The article reports:

The federal government’s coronavirus spending spree turned out to be a snow job — literally.

One Utah county spent more than $200,000 of its COVID-19 cash to make snow on a hill for sledding.

Auditors said Uintah County bought six snow guns at $20,000 each, along with snowcats and pipes, and paid $3,000 in shipping costs, all authorized by a single county commissioner. Local politicians told the Uintah Basin Standard they were coming up on a deadline to either use the cash or give it back to the state, so they needed a reason to spend. And they decided on snow.

Sen. Joni Ernst on Monday dedicated her December “Squeal Award,” which highlights ridiculous government waste, to Uintah and other state and local governments that found creative Christmas-style ways to waste COVID-19 money.

That includes Connecticut, where West Haven city officials spent federal coronavirus money on Christmas decorations.

The CT Mirror said Christmas wasn’t the only holiday city officials blessed with federal cash. They also rented a 20-person band to march in the Memorial Day parade with $7,000 of Uncle Sam’s money.

The article concludes:

A number of states used money to run tourism campaigns.

Auditors in local governments reported money allocated to holiday ornaments or bonuses to employees, both of which seemed at odds with the intention of the funds.

Ms. Ernst, in her Squeal Award, said at a time when Americans are facing soaring inflation and struggling to buy Christmas presents, it’s unseemly for governments to blow taxpayer dollars on boondoggles.

“There are too many struggling families and small business owners who are desperately trying to survive while untold amounts are being squandered because of inadequate guidance and oversight,” the senator said.

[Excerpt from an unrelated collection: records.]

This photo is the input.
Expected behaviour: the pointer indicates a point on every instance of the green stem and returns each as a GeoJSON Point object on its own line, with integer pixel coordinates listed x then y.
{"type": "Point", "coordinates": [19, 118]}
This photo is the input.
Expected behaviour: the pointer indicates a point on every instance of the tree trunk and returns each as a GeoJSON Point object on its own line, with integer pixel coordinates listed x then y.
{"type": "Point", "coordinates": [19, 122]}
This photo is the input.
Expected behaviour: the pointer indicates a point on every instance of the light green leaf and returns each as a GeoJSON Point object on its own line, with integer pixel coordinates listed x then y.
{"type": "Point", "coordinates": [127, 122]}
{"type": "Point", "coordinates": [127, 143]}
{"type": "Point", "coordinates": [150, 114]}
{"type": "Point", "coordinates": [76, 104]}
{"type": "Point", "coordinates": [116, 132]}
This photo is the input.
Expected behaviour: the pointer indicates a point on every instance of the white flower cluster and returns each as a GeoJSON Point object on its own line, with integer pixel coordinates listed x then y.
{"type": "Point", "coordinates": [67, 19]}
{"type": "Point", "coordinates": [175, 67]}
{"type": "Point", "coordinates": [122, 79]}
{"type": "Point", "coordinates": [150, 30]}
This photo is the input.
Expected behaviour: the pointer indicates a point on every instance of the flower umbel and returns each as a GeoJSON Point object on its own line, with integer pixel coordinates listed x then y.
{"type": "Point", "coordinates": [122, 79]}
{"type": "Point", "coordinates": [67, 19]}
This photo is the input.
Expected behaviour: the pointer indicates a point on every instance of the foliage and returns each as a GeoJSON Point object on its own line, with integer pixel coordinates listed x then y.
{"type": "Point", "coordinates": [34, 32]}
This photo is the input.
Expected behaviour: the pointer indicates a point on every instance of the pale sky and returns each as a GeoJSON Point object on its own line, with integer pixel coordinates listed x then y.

One of the COVID-19 projects Ms. Ernst exposed Monday involved plans by the town of Westfield, New Jersey, to buy 2,000 tote bags emblazoned with “Shop Local, Shop Safe, Shop Westfield.” The point was to encourage people to patronize local businesses struggling amid the pandemic during last year’s Christmas season.

But the bags weren’t actually distributed before Christmas.

Months later, they were discovered in unopened boxes in a warehouse, Ms. Ernst said.

Wasteful spending is neither a Republican nor a Democrat problem–both parties are guilty. We need American voters to keep track of what their representatives vote for and boot out the representatives that support wasteful spending. Inflation is a byproduct of wasteful spending. If we can get spending under control, we at least have a chance of getting inflation under control.